Family-owned Al Jaber Group is one of several businesses in the UAE that were affected by the 2008 financial crisis/Bloombergby Bloomberg
Emirates NBD, Dubai’s biggest bank is considering seizing a plot of land in the Dubai International Financial Centre that belongs to debt-laden Al Jaber Group.
The bank is considering taking over or selling the undeveloped land in the financial hub after becoming unsatisfied with little progress in assets sales under Al Jaber’s debt restructuring.
The land—worth about $70 million—was used as collateral to secure a loan for Chairman Obaid Khaleefa Al Jaber Al-Marri. Al Rihab Real Estate Company, a unit of Al Jaber, defaulted on a mortgage-related to the land.
Al Jaber last year agreed to raise about $445 million from asset sales by the end of 2019 while members of the Al Jaber family and other shareholders pledged to raise as much as $210 million by selling personal assets.
Family-owned Al Jaber, which borrowed heavily to expand in construction, engineering and shipping, is one of several businesses in the UAE that ran into trouble after the 2008 financial crisis. The company signed a pact to alter the terms on around $4 billion of debt in 2014 and agreed to restructure up to $1.5 billion last year.

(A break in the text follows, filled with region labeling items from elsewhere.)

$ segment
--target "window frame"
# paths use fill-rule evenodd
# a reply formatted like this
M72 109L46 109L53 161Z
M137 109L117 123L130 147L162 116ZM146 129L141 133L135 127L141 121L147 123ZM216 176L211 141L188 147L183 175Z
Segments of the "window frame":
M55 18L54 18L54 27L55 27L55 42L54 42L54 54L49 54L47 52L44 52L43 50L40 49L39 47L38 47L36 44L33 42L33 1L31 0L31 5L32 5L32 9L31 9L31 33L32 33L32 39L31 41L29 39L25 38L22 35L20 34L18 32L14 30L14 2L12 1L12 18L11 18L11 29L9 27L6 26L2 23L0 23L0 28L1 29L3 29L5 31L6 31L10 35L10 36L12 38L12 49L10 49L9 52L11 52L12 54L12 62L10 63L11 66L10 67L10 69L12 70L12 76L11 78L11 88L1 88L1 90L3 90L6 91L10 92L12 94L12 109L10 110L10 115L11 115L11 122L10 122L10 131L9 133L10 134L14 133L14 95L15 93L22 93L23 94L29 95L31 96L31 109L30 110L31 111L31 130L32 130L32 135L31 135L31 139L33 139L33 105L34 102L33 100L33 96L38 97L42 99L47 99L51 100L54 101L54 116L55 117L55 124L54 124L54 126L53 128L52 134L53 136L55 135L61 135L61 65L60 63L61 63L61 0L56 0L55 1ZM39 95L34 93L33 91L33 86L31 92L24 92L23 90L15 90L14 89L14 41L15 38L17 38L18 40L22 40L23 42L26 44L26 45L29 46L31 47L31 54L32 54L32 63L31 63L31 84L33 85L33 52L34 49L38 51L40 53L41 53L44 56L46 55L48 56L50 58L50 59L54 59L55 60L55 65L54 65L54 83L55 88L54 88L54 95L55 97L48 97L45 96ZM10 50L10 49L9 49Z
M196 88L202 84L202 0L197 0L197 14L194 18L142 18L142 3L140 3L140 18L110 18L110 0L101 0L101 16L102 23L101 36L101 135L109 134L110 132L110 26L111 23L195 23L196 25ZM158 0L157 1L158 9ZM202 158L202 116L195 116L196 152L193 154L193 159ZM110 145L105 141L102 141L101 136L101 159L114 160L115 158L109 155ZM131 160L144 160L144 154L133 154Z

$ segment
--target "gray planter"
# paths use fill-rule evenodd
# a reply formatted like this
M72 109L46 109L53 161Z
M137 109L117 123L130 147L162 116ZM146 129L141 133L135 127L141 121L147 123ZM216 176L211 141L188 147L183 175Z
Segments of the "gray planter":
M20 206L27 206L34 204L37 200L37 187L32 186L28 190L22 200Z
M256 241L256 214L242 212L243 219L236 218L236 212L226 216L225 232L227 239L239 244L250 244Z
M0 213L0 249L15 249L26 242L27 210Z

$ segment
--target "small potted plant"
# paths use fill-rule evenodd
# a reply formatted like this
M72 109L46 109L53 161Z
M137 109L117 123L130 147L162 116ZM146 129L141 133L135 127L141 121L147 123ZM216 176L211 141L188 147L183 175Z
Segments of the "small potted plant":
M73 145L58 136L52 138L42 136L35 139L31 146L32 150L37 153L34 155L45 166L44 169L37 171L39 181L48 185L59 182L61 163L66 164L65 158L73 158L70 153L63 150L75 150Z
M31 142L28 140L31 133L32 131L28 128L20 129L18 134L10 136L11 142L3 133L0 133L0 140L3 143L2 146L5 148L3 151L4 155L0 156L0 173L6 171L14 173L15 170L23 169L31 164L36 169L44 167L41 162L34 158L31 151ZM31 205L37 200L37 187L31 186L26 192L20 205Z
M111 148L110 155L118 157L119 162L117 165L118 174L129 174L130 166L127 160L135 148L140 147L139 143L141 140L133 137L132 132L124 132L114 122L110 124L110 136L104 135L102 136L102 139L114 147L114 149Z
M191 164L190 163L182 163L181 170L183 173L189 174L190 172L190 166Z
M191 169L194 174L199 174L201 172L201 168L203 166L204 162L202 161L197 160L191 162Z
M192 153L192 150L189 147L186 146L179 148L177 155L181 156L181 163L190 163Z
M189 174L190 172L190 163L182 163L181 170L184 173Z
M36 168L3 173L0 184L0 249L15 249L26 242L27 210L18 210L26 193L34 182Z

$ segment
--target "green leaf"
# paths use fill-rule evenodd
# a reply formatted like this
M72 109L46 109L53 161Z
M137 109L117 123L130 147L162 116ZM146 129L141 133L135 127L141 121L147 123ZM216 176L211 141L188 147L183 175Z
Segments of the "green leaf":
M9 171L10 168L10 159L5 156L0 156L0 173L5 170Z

Creditors—which include hedge funds and local banks—are now focusing on a AED 4.5 billion ($1.2 billion) loan the Chairman of Al Jaber Group got as part of the first restructuring. The facility was a related-party transaction and bears a personal liability to the shareholder.
Local banks such as Abu Dhabi Commercial Bank and First Abu Dhabi Bank are said to have already forced the sale of the Shangri-La hotel in Dubai and are seeking to do the same for the Shangri-La hotel in Abu Dhabi.